Sanjay Kirloskar-led Kirloskar Brothers Limited (KBL) has put out a notice on the exchanges, calling for an extraordinary general meeting (EGM) by requisition of Atul Kirloskar-controlled Kirloskar Industries Limited (KIL). 

KBL sent a notice to Bombay Stock Exchange announcing that the requested EGM will be held on December 8, 2022. It also attached a “Statement of material facts as required under Section 102 of the Companies Act, 2013”.

The key points of KBL’s notice include the statement that Atul and Rahul Kirloskar and their controlled listed entities sold ₹250 crore worth shares of listed entity under family deed but “breached” the non-compete clause.

Legal expenses of KBL are primarily due to litigation triggered by Atul/ Rahul Kirloskar and their controlled businesses and investigations into their insider trading in KBL shares. Atul and Rahul Kirloskar or their controlled entities have not voted against any of the resolutions for adoption of the audited balance sheet and profit-and-loss account of KBL till date, including legal expenses, the KBL notice stated.  

It added that the bulk of expenses towards legal and consultancy charges (about ₹274 crore) have been paid to consultants including BCG, KPMG and Roland Berger, in relation to the company’s growth and business. The legal fees over the last seven years aggregated to approximately ₹70 crore and included legal expenses relating to tax matters, labour matters, arbitrations, international projects, property documents, which are matters unconnected with the litigations ongoing with the requisitionists, the notice added.

The dispute

The Kirloskar siblings have been in disagreement over several matters related to the ‘deed for family settlement’ (DFS) entered on September 11, 2009, which covers them and the companies under their control. The matters are being heard in various courts across Pune, Mumbai High Court and the Supreme Court.

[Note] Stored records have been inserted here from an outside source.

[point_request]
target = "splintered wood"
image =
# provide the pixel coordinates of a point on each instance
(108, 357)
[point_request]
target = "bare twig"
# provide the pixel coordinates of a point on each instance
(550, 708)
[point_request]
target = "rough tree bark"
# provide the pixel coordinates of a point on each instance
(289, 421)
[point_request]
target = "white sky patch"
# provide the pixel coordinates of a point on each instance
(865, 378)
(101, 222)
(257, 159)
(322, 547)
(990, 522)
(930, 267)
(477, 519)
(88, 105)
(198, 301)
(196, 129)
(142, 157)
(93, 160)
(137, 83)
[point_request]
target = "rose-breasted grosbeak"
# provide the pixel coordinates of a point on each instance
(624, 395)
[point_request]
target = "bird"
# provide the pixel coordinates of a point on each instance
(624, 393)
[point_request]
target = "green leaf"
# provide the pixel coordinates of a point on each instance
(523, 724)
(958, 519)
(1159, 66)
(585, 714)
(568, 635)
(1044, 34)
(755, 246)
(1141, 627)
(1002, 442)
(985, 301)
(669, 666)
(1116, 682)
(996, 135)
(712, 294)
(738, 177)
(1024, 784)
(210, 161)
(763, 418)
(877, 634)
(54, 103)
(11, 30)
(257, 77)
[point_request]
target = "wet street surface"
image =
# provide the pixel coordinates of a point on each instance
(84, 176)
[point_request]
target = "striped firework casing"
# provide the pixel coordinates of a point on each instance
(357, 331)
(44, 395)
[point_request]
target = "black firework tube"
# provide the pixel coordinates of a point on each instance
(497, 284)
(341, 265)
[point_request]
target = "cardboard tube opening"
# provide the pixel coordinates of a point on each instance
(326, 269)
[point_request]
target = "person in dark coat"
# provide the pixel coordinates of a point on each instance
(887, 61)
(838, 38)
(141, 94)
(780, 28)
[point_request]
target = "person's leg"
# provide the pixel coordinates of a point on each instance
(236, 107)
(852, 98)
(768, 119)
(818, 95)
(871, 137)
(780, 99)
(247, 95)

KIL is one of the largest shareholders of KBL, holding 23.91 per cent of KBL’s voting capital. It had sent a requisition on October 21, 2022, for convening an EGM of the shareholders of the company.

KIL has demanded an EGM for conducting an external forensic audit to investigate the legal expenses aggregating to ₹274 crore and questioning if that was Sanjay Kirloskar’s personal expense. The other matters raised include whether the KBL board sought any independent legal advice pertaining to the DFS in view of the pending personal disputes among the promoter family.

Atul and Rahul Kirloskar had demanded in October that, being a listed company, KBL should justify the rationale behind spending nearly ₹274 crore towards professional and legal expenses for Sanjay Kirloskar. They raised questions over the corporate governance of KBL following the Securities Appellate Tribunal’sdecision to set aside the insider trading order passed against them by the then whole time member, Madhabi Puri Buch of SEBI.

SAT had passed the order on the grounds that there was no unpublished price-sensitive information (UPSI) and, consequently, there was no insider trading by Rahul and Atul Kirloskar when they had sold shares of KBL to KIL in 2010.